Nell’ottobre 1806, quando Napoleone entrò a Jena, alla vigilia della battaglia che avrebbe portato lo stato prussiano sull’orlo della dissoluzione, il filosofo tedesco Friedrich Hegel pensò di aver visto “l’anima del mondo” a cavallo. La guerra non era semplicemente una prassi violenta dei regnanti, un duello su scala più grande. Era la Storia, “il banco del macellaio”, diceva Hegel, “sul quale sono state immolate la felicità dei popoli, la saggezza degli stati e la virtù degli individui”. La guerra era qualcosa di affascinante e allo stesso tempo orribile, un fattore di trasformazione sempre sul punto di sfociare nella violenza assoluta, come testimoniavano gli orrori della guerriglia in Spagna dipinti da Goya.
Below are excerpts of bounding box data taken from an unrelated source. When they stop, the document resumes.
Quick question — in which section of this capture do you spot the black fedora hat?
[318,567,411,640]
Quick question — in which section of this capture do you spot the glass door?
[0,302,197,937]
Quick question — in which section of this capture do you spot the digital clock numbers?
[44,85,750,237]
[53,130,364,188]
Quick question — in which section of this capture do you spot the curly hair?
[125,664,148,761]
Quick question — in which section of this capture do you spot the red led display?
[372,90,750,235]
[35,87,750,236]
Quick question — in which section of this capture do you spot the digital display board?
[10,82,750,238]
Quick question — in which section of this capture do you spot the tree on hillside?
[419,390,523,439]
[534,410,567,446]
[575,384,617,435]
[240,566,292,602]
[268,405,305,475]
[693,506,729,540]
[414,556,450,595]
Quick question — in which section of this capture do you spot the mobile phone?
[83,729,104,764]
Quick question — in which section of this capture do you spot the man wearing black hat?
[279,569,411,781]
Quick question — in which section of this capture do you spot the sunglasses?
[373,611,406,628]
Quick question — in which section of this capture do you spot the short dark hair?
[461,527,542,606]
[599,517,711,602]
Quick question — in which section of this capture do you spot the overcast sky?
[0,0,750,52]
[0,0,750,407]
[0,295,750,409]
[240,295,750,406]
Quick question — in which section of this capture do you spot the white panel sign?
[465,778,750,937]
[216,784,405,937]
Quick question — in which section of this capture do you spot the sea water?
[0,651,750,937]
Due secoli dopo sentiamo agitarsi lo stesso spirito nei commenti sulla guerra in Ucraina.
Lo spettacolo della guerra ha sempre suscitato sentimenti contrastanti. Da un lato l’entusiasmo e qualcosa di simile al sollievo: ecco finalmente la vera politica, la vera libertà. Dall’altro, l’orrore per la violenza, la sofferenza e la distruzione. Dopo la battaglia di Waterloo del 1815, la diplomazia e la scienza sociale del tempo provarono a rimettere il genio nella lampada. Nonostante la grandeur, Napoleone era stato sconfitto. Milioni di persone erano morte nelle guerre scoppiate in tutto il mondo sull’onda dalla rivoluzione francese e il progetto napoleonico di modernizzare l’impero era fallito. La lezione, secondo i seguaci del sociologo francese Auguste Comte, era che il futuro apparteneva all’industria, non ai soldati.
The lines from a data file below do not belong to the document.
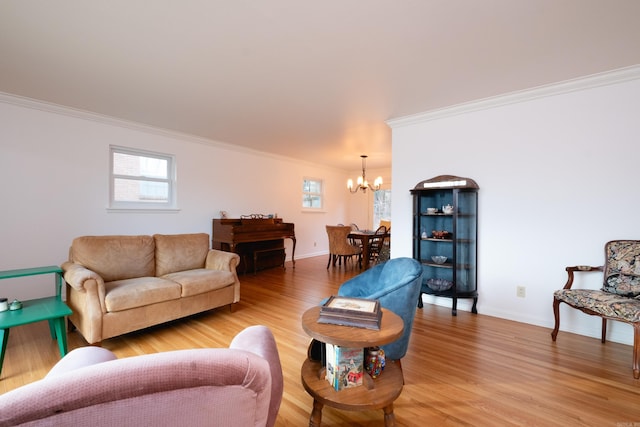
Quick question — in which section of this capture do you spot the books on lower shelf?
[318,296,382,330]
[325,343,364,391]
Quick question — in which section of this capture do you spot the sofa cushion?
[602,274,640,298]
[104,277,180,312]
[153,233,209,277]
[162,268,235,297]
[69,236,155,282]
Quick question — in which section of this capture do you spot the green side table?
[0,266,72,380]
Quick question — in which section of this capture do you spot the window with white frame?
[373,190,391,228]
[109,146,176,209]
[302,178,323,210]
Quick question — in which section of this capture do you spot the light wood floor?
[0,257,640,427]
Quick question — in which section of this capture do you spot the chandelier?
[347,154,382,193]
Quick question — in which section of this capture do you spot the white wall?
[0,94,388,299]
[390,67,640,343]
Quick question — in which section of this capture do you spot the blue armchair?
[330,258,422,360]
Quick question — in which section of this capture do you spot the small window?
[373,190,391,228]
[302,178,322,209]
[110,146,176,209]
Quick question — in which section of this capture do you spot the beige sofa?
[62,233,240,344]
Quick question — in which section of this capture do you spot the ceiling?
[0,0,640,170]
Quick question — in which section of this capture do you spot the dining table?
[347,230,391,270]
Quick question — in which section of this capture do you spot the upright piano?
[211,218,296,273]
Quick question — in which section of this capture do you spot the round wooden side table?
[301,306,404,427]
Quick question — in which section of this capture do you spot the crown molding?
[386,64,640,129]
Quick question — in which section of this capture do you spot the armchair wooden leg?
[551,298,560,341]
[633,323,640,379]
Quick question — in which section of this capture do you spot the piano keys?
[211,218,296,273]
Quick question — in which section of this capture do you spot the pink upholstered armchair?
[0,326,283,427]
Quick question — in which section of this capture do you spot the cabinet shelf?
[411,175,479,316]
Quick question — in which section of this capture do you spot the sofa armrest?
[62,261,104,292]
[204,249,240,271]
[45,346,117,378]
[229,325,284,426]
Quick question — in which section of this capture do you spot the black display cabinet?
[411,175,479,316]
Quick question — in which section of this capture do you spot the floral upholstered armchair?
[551,240,640,379]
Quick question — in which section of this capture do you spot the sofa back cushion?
[69,236,155,282]
[602,240,640,298]
[153,233,209,277]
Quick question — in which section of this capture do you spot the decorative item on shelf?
[318,296,382,330]
[240,214,273,219]
[325,343,364,391]
[347,154,382,193]
[427,279,453,291]
[431,230,451,239]
[364,347,384,378]
[442,205,453,215]
[431,255,447,264]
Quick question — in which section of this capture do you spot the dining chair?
[369,225,387,265]
[326,225,362,268]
La guerra, tuttavia, rifiutò di farsi domare. Contrariamente al mito, l’ottocento non fu un’epoca di pace: guerre coloniali e massacri segnarono la metà del secolo in un’ondata di violenza scatenata dalla formazione degli stati nazione in Italia (1861), negli Stati Uniti (1865), in Giappone (1868) e in Germania (1871). Eserciti di massa, mobilitati attraverso le ferrovie ed equipaggiati con armi moderne e letali, seminarono terrore e distruzione. La violenza aumentò ancora nel novecento con una lunga serie di conflitti in Eurasia, dal conflitto russo-giapponese del 1904-1905 alla guerra di Corea del 1950-1953.
La successiva pace tra le grandi potenze non fu assicurata da un trattato, ma dallo stallo della guerra fredda, fondato sulla minaccia della distruzione reciproca. L’idea che il “periodo postbellico” sia stato caratterizzato dalla smilitarizzazione è lontana dalla verità. Negli anni sessanta, in percentuale alla popolazione, negli Stati Uniti c’erano più cittadini in divisa di quanti ce ne fossero nella Germania del Kaiser prima del 1914. La Francia e il Regno Unito continuarono a mantenere una forte presenza coloniale in Asia e in Africa. Negli anni ottanta la Germania Ovest aveva 450mila uomini in divisa e schierava due corpi corazzati pronti al combattimento. La spesa per la difesa in rapporto al pil era alta come al tempo della corsa agli armamenti.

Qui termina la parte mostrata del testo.